Sternenfaust - 160 - Die Space-Oma
von Wolfgang Huber.
»Verunglückt«, murmelte sie nur mit tränenerstickter Stimme.
»Miss Wynford?«
»Meine Schwester ist verunglückt«, wiederholte Jane und deaktivierte die Kom-Verbindung.
Die nächsten Stunden waren grauenvoll. Jane klammerte sich an die winzige Hoffnung, jemand könnte Caress noch gesehen haben. Vielleicht hatte sie den Flug verpasst, war noch auf dem Mars, hatte es sich anders überlegt …
Immer wenn der Signalton für externe Kom-Anfragen erklang, hoffte Jane, es sei Caress, die sich wohlauf und gesund bei ihr meldete, mit einer ganz einfachen und einleuchtenden Erklärung dafür, weshalb sie bislang nicht hatte anrufen können.

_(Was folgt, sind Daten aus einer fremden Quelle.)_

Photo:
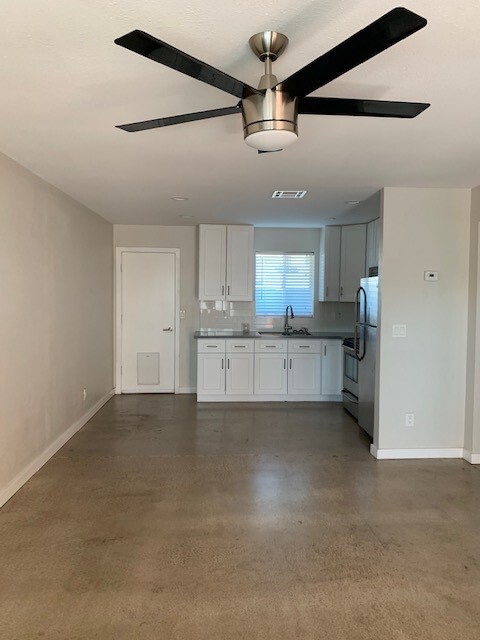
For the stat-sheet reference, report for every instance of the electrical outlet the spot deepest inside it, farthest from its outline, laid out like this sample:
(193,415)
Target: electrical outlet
(399,330)
(409,420)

Jane klebte an den Newstickern und Info-Kanälen. Keiner wollte Verantwortung übernehmen. Keiner wollte sagen, wie hoffnungslos die Suche nach Überlebenden wirklich war. Die Nachrichten kamen im Minutentakt und waren von den stets gleichen Floskeln und Formulierungen geprägt: »Die Suche dauert an«, »Nur wenig Hoffnung«, »Kaum noch Hoffnung«, »Ursachen noch nicht geklärt«, »Zunächst muss alles geprüft werden, bevor die Unfallursache …«, »Zu früh für Spekulationen«.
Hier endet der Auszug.